In the opening chapter of The Long Revolution (1961), Raymond Williams argues that ‘[e]verything we see and do, the whole structure of our relationships and institutions, depends, finally, on an effort of learning, description and communication’. In what was to become a radical challenge to the dominant modes of literary and cultural study, Williams concluded that:
If all activity depends on responses learned by the sharing of descriptions, we cannot set ‘art’ on one side of a line and ‘work’ on the other; we cannot submit to be divided into ‘Aesthetic Man’ and ‘Economic Man.’
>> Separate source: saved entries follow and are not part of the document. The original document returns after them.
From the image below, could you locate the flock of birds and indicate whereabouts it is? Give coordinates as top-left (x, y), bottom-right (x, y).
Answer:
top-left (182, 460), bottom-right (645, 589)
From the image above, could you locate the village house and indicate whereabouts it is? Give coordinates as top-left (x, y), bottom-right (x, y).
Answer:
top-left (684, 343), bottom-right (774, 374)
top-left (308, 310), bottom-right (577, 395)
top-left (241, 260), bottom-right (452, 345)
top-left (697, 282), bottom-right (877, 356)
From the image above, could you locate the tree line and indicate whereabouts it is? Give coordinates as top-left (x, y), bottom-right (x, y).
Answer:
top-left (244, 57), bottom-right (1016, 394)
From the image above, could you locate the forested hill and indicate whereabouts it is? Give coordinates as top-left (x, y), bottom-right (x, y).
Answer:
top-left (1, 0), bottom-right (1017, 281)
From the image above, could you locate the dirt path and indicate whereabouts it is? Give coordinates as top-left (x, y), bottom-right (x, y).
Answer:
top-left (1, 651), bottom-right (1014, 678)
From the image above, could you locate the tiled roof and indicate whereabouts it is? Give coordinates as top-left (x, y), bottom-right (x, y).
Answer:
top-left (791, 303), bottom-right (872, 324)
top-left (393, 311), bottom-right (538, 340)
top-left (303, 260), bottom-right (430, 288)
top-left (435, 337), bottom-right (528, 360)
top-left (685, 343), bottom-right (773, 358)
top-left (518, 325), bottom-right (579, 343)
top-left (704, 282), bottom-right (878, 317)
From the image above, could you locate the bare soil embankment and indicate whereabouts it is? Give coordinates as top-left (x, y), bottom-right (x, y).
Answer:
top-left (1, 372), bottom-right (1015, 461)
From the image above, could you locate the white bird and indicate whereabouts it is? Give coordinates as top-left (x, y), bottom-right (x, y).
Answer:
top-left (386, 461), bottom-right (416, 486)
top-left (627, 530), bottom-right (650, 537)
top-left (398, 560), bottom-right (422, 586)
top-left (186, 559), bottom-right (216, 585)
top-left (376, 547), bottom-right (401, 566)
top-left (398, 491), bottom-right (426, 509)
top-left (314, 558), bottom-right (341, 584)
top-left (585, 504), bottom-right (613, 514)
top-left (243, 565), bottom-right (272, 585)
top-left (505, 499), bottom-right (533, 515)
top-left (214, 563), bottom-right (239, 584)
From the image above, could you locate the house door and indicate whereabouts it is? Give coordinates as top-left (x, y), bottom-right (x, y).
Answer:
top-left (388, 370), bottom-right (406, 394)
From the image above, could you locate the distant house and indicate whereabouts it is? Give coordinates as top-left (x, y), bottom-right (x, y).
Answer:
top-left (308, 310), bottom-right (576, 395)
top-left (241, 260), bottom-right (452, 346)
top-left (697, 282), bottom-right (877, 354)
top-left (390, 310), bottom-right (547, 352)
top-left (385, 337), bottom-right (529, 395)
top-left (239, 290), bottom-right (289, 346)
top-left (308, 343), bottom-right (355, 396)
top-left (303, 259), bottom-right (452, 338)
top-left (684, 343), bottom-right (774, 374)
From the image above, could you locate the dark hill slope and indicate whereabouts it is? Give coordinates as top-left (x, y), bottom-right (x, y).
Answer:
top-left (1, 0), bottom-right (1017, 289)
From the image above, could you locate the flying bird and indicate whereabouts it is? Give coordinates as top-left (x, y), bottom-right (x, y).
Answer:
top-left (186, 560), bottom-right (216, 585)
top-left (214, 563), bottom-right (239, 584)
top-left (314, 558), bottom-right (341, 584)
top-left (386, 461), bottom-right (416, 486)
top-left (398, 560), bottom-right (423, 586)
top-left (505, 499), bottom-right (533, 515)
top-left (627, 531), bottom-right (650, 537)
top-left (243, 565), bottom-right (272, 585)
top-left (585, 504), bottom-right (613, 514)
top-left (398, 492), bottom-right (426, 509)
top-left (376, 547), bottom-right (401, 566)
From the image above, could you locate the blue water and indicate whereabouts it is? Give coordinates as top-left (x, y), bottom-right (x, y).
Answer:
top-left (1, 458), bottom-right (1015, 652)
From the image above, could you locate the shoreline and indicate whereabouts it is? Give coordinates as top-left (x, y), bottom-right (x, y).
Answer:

Williams goes on, in his chapter on ‘The Analysis of Culture’, to challenge an historical methodology based upon the assumption that ‘the bases of society, its political, economic, and “social” arrangements, form the central core of facts, after which the art and theory can be adduced, for marginal illustration or “correlation”’, and a literary methodology which privileged its own formal laws of composition while relegating this central core of facts to the status of ‘background’. His call in 1961 was for a cultural history which had to be ‘more than the sum of the particular histories, for it is with the relations between them, the particular forms of the whole organisation, that it is especially concerned’. Thus, Williams’ ‘theory of culture’ could subsequently be defined as ‘the study of the relationships between elements in a whole way of life’.